ChatGPT’s experiment with Bing has been a failure, so Microsoft has begun to uncouple its Copilot artificial intelligence from the search engine. The Copilot app for Android is now availableand you don’t need to use the Bing app to access the AI.

When ChatGPT was unveiled in early 2023, Microsoft quickly integrated it into Bing, the only place it could be used outside of OpenAI. Microsoft’s goal was to attract users eager to try the magic of generative artificial intelligence, and with this artificially increase Bing’s market sharewith respect to the Google search engine.

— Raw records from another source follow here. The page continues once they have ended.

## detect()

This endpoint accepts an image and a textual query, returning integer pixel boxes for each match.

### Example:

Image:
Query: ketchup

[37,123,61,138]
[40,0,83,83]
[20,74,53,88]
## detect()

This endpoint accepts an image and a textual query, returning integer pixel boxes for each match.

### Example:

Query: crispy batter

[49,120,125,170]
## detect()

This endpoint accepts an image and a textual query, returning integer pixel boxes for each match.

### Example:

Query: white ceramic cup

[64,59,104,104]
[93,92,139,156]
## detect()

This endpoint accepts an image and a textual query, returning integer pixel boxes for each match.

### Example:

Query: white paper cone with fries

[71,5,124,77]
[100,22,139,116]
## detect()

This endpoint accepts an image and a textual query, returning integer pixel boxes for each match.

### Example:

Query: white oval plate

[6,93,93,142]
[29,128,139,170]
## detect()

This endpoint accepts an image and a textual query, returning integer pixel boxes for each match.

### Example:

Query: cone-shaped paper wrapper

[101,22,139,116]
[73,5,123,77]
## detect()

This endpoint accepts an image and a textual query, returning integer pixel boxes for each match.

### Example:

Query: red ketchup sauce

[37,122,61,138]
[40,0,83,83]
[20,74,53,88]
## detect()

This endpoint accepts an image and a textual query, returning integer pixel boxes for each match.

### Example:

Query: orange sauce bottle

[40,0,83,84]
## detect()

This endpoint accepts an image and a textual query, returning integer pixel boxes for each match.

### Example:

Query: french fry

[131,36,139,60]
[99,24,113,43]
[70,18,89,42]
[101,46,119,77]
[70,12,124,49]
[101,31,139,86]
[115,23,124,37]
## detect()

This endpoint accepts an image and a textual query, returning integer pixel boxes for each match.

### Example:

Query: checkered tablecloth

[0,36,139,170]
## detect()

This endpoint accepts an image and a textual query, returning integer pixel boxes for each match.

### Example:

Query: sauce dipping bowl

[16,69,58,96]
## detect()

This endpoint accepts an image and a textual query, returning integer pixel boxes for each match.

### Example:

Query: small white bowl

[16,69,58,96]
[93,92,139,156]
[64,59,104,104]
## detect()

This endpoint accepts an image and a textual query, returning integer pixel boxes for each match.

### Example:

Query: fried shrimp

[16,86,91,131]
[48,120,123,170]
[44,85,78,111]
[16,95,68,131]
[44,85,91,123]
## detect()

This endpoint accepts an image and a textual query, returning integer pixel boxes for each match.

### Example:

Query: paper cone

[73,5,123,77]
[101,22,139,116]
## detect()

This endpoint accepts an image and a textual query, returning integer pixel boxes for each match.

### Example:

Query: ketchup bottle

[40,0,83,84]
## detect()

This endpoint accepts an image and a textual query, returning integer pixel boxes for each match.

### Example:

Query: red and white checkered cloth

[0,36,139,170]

The experiment did not work: Bing not only did not increase, but it even continued to lose market share, compared to Google.

So now, Microsoft’s new strategy is unlink your AI from Bing, because possibly it is more of a burden than anything else. A few weeks ago he changed the name to Bing Chat, to call it Copilot.

Until now, if you wanted to use Copilot on mobile, you could only access it through the Bing app for iOS and Android. But now, without any advertising, has launched the Copilot app for Android, definitively separating it from Bing. Although, of course, Bing will continue to integrate Copilot.

This is the Copilot app for Android

Microsoft Copilot can now be downloaded on Android phones from Google Play Store. It is currently not available for iOS.

It offers a look and functionality very similar to the ChatGPT app, which uses as a base:

With Copilot you can ask generative artificial intelligence things, ask you to write text, make summaries, and generate images using DALL-E 3.

An advantage over ChatGPT is that allows you to use the GPT-4 language model for free. On the other hand, in ChatGPT you have to pay…

It’s a strange situation, because now Copilot is a direct rival to ChatGPT, despite using GPT.

Microsoft has launched the Copilot app for Android, separating its generative artificial intelligence from Bing (which continues to include it). We’ll see if that helps it gain more users, and turn it into a real alternative to ChatGPT and Google Bard.